A ma décharge, malgré ses quelques succès fulgurants, avec l'admiration de Wolfgang Amadeus Mozart lui-même en prime (ouah !), lors d'une existence peu longue de 43 ans (après, il fait petit joueur à côté de Mozart ou de Schubert pour ce qui est de la longévité du passage terrestre !), il est tombé dans l'oubli le plus quasi total. Au cours de son existence, il commence tardivement à 26 ans (passé l'intro qui retrace ses sordides derniers moments dans la pauvreté, toujours obsédé par son art, le film débute à ce moment-là !), après avoir travaillé, contraint et forcé, pour son père meunier, débarque en Italie où il parvient à percer grâce à l'aide d'une aristocrate, connaît de nombreux succès musicaux, fait tomber à une vitesse grand V de nombreuses femmes sous son charme, avant d'attraper la syphilis qui lui bouffe son visage (au sens propre du terme... félicitations à l'équipe maquillage pour le réalisme, au passage !) et de décéder dans le plus grand dénuement, à cause de son incapacité à gérer correctement ses finances.

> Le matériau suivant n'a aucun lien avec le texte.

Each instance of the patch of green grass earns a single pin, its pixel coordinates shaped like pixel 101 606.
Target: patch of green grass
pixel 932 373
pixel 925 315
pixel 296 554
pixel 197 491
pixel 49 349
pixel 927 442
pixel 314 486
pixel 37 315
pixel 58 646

Quand on pense "film se déroulant au XVIIIe siècle", n'importe quel réalisateur s'essayant à l'exercice s'incline face au monument kubrickien Barry Lyndon. On retrouve de ce chef-d'œuvre par la manière réaliste dont les séquences d'intérieur sont éclairées, comme pour donner l'impression qu'une caméra a pu voyager dans le temps et faire un documentaire de ce qu'elle a filmé. En outre, quand on pense "film se déroulant au XVIIIe siècle sur un compositeur", il y a l'obligation de s'incliner devant Amadeus du regretté Miloš Forman, compatriote de Petr Václav. Oui, il était vraiment temps d'introduire le talentueux réalisateur d'Il Boemo(d'après le surnom donné à notre personnage, signifiant dans la langue de Dante "celui qui vient de la Bohême" !).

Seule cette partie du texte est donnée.